In splendid isolation on the Llyn Peninsula, St Mary’s, Penllech overlooks the Irish Sea. A church has been here for over 800 years, serving generations of farming communities.
Its interior, where walls and woodwork are painted light grey, radiates simple beauty.
Mentioned in the Norwich Valuation of 1254, the church is medieval in origin; however, the font is the only substantial survivor of this age. It’s a roughly hewn basin of brown stone, painted white on the inner face, and sunk into the shaft beneath.
Most of what you see today is a rebuilding in 1840 by Samuel Jones. These rows of timber trusses, with their splayed shoulders, have an almost industrial feel. The closely spaced rafters almost resemble corrugated metal sheeting and lend a sort of warehouse vibe.

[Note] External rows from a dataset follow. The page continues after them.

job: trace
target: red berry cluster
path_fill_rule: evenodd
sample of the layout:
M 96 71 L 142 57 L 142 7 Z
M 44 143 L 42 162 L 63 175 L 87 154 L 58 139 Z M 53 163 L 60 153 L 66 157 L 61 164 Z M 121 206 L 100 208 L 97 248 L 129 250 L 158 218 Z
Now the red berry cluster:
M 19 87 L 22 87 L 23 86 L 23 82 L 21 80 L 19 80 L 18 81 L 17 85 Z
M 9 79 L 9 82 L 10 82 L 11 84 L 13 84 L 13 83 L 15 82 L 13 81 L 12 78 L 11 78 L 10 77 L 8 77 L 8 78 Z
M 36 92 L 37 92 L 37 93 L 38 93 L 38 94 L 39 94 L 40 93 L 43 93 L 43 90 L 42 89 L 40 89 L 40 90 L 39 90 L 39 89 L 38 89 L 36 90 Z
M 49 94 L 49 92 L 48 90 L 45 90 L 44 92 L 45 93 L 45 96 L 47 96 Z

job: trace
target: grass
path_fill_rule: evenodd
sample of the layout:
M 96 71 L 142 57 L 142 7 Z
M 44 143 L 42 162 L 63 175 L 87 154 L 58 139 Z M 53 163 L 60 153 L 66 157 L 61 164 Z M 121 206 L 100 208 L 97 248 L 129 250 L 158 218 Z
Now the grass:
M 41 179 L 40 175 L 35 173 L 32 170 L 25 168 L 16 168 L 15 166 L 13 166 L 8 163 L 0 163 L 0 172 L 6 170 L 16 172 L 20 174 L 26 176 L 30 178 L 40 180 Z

The 19th-century work was funded by a grant for re-pewing from the Incorporated Society for Promoting the Enlargement, Building & Repairing of Churches & Chapels. This accounts for the open benches filling the body of the church, while six box-pews gather at the east end.
The only flash of decoration is the sound-board (or tester) over the pulpit. It’s a moulded octagonal affair with a Greek key cornice. To the underside, a sun bursts with eight rays; unexpected extravagance in a simple church.